Case Spreadsheet Download #722

drio18 · 2023-06-13T21:50:29Z

Here, we add the ability to download a spreadsheet for Case items from a search.

Previous code for spreadsheet downloads for VariantSamples was heavily refactored to provide more modular, tested, shared code for the two spreadsheets as well as any future spreadsheets required.

Additional features include:

Update to snovault to propagate request _stats to subrequests (PR)
New module (item_models.py) containing classes for selected items to obtain select properties. This could be more broadly useful and may deserve its own repo so can be imported outside the portal. Thoughts?
Addition of case spreadsheet download button (courtesy of Bianca).
Minor refactoring of search/compound_search.py to share constants and expand filter set search to a request with only global flags.
More workbook inserts to thoroughly test spreadsheet downloads.

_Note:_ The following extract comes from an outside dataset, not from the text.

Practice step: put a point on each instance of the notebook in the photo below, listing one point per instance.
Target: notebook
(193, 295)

Also, refactor spreadsheet flow of information and add spreadsheet streaming.

Also, add VariantSampleSpreadsheet headers and note embedding.

… bm-case-spreadsheet-ui

…ap-portal into bm-case-spreadsheet-ui

Bm case spreadsheet UI

…ap-portal into drr_case_spreadsheet

Also, comment out columns that could never be retrieved for VariantSamples from search.

willronchetti

I have no obvious objection to this, just some relatively small comments that may add up in total. Kudos to you for really going above and beyond with tests though, those look great.

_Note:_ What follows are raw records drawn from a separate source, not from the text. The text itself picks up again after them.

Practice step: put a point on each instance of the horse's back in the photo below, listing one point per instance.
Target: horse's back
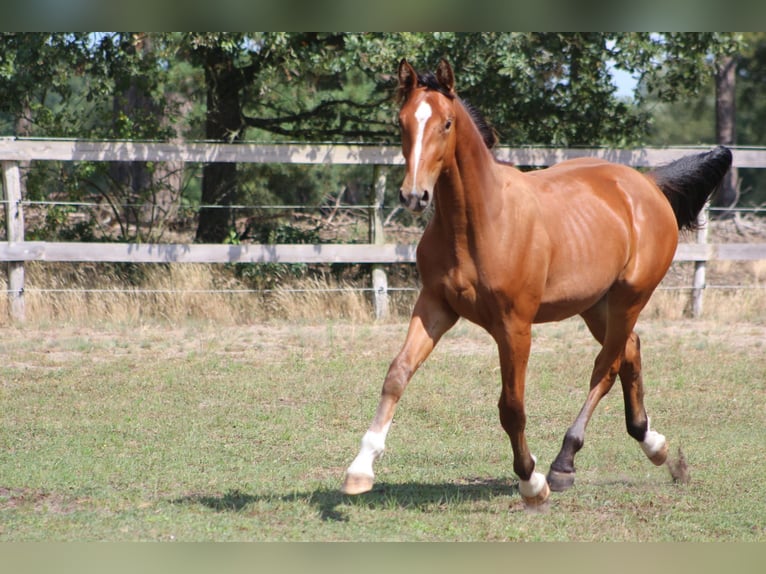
(608, 224)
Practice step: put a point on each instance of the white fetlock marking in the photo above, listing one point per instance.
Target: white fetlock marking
(653, 443)
(373, 445)
(532, 487)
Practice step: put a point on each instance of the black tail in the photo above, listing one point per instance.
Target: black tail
(689, 181)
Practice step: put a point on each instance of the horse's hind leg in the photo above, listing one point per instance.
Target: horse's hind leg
(652, 443)
(621, 353)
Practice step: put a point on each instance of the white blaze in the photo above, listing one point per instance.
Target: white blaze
(422, 114)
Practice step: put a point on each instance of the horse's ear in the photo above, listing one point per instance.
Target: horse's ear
(445, 77)
(407, 77)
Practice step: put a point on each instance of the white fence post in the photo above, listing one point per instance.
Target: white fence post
(14, 220)
(700, 267)
(379, 278)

I would say though some of this can probably be moved to snovault for easier bootstrapping for such things in smaht-portal. Your call if you want to take this on now or leave it for another time.

willronchetti · 2023-06-21T13:31:20Z

src/encoded/batch_download.py

+CASE_SPREADSHEET_ENDPOINT = "case_search_spreadsheet"
+CASE_SPREADSHEET_URL = format_to_url(CASE_SPREADSHEET_ENDPOINT)
+VARIANT_SAMPLE_SPREADSHEET_ENDPOINT = "variant_sample_search_spreadsheet"
+VARIANT_SAMPLE_SPREADSHEET_URL = format_to_url(VARIANT_SAMPLE_SPREADSHEET_ENDPOINT)


Structurally speaking, I would consider refactoring the route configuration and moving a common implementation into snovault ie: /spreadsheet/{type_name} - that way you can write implementers in downstream applications for various types while making the overall logic available across portals.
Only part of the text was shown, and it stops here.